Ivory: "Girl you are so lucky but don't ever risk your life for a pretty boy . . . "

Just as rap music and independent filmmakers documented urban rage before the 1992 Los Angeles riots, pop culture reflected simmering problems in the immigrant suburbs of France years before civil unrest sparked by alleged police brutality spread from city to city last month.

It remains to be seen whether art foretells the future of San Bernardino, or if it simply mirrors what's already happened. In the meantime, local youngsters are documenting life and death their own way and offering solutions.

About two weeks ago, Nate Maldonado, 19, drew an image of two young men dropping handguns for the next cover of the mission newspaper Reality Check.

"We wanted to do something for the community," Maldonado said. "The message is to drop the guns, stop the killing. Because so many of the victims have been innocent bystanders."

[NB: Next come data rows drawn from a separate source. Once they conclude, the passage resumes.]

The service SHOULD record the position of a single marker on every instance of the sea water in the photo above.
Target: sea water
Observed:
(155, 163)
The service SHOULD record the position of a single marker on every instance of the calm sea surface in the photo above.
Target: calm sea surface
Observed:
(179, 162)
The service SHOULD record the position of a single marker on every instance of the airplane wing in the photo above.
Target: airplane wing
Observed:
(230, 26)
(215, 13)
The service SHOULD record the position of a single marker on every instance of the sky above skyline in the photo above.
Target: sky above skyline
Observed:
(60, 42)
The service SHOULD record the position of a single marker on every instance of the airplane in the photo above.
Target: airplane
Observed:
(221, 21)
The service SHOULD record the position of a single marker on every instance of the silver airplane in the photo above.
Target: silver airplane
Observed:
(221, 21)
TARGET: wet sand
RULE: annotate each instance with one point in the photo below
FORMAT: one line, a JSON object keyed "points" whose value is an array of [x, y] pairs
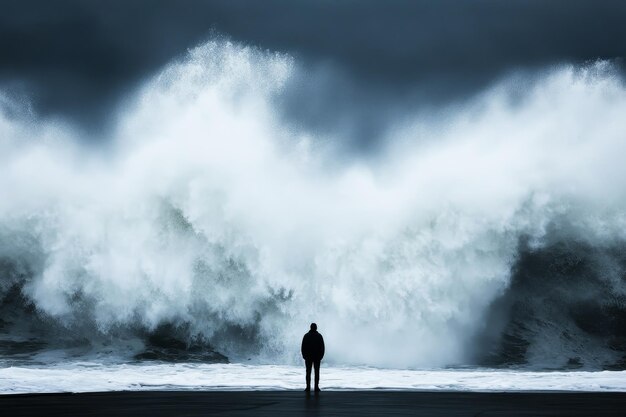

While children's and teen's art that reflects criminal violence may be disturbing, youngsters' efforts present an opportunity, Shipley said.

"These images can be used as a springboard to open discussions," Shipley said. "Between children and their parents and teachers. Between children and police officers, as well. Too many children today learn about the police through hip-hop music and imagery.

"Even elected officials can use these images as a platform to spur dialogue at community meetings," Shipley said. "What could be more important than considering children's fears and emotions in all this? When we listen to children, and do our best to protect them, we're protecting ourselves and our future."